那些在俱樂部里輾轉反側的日子,她曾經反覆夢到過他,夢到他推開門走進來,還是那副不耐煩的表情,二話不說把她從那張床上拽起來,嘴裡罵她「你自找的」「哭什麼哭,現在知道後悔了?」「起來,跟我回去。」
那些台詞每一句都像他,每一句話都讓她哭著醒過來。
可每次睜開眼,頭頂依舊是那面天花板,她還是躺在那張硬板床上,耳邊傳來的永遠是哭聲、調笑聲還有陌生男人的低語。

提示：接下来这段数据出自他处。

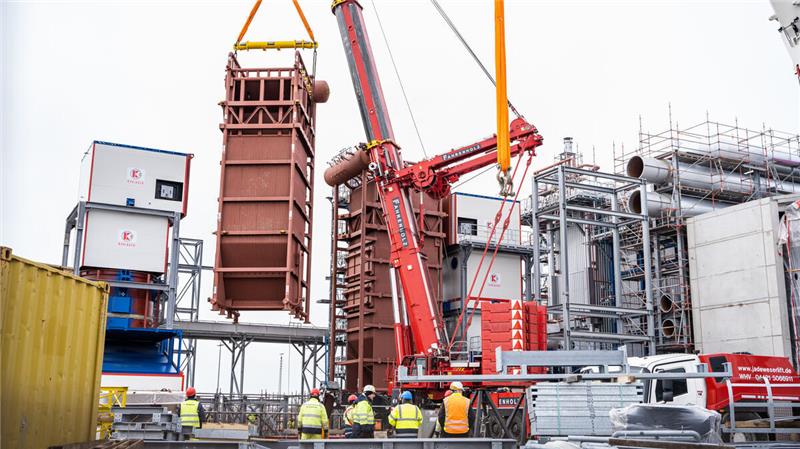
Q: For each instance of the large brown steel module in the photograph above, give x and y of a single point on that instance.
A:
(370, 350)
(266, 189)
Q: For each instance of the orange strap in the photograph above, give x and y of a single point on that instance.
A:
(303, 18)
(255, 10)
(249, 19)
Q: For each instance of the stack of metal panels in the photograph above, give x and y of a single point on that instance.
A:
(145, 423)
(561, 409)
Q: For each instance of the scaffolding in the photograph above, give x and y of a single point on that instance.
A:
(694, 170)
(588, 251)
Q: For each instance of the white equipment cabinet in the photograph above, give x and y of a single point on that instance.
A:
(125, 241)
(125, 175)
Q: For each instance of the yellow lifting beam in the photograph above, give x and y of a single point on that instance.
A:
(275, 45)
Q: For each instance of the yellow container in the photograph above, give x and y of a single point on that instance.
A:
(53, 332)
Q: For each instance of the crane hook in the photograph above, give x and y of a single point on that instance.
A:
(506, 181)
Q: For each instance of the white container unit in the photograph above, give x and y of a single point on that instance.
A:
(125, 175)
(125, 241)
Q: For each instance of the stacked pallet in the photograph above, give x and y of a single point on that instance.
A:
(562, 409)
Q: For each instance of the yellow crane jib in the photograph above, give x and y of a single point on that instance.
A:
(274, 45)
(503, 145)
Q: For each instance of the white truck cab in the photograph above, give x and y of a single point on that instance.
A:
(678, 391)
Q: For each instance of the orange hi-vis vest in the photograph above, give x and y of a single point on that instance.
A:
(456, 414)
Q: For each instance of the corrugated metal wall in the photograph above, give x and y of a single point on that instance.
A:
(53, 330)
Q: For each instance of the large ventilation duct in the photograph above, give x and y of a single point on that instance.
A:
(658, 204)
(658, 171)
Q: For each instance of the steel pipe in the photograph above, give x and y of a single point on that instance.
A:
(660, 171)
(347, 168)
(658, 204)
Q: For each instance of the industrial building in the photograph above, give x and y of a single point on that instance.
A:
(648, 300)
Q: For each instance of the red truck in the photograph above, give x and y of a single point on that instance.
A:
(753, 377)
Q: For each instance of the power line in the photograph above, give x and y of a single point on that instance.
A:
(469, 49)
(399, 80)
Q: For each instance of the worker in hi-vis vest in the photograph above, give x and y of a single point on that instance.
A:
(191, 412)
(363, 416)
(455, 414)
(348, 416)
(406, 417)
(312, 421)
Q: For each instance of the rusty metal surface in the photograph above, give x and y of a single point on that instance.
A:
(266, 190)
(365, 287)
(350, 166)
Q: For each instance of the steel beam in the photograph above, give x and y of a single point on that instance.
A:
(404, 378)
(506, 359)
(408, 443)
(259, 333)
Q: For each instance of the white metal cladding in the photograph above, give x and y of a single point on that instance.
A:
(504, 280)
(153, 179)
(737, 281)
(125, 241)
(483, 209)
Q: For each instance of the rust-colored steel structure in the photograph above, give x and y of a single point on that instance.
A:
(361, 282)
(266, 189)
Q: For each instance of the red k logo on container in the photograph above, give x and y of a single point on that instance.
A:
(126, 238)
(135, 175)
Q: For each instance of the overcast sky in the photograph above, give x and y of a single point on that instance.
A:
(151, 73)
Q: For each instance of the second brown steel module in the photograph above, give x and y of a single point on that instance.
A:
(266, 189)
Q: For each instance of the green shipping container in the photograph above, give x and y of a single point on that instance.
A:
(53, 331)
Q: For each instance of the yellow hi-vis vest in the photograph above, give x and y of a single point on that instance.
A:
(406, 418)
(189, 413)
(348, 415)
(312, 417)
(363, 414)
(456, 414)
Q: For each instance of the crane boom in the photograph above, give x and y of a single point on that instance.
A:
(395, 179)
(406, 255)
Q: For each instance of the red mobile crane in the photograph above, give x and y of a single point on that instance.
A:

每次醒過來,她都覺得自己蠢得無可救藥,明明是他把她送來這種地方的,她卻還在夢裡等他來救她。
而那些夢太真了,真到每一次夢醒之後的失望都讓她覺得痛的無法喘息。那些夢成了她無盡的折磨,一次次給她希望,又一次次將她碾碎。她害怕現在也是一場夢,怕下一秒就會醒過來,發現自己還蜷縮在那張床上,可能下一秒她就會看到菲律賓女人在她旁邊翻了個身,不耐煩地安慰她,「別哭了,省省力氣」。
恍惚間,她意識不清地開了口。
「臨川哥,我現在是不是在做夢。」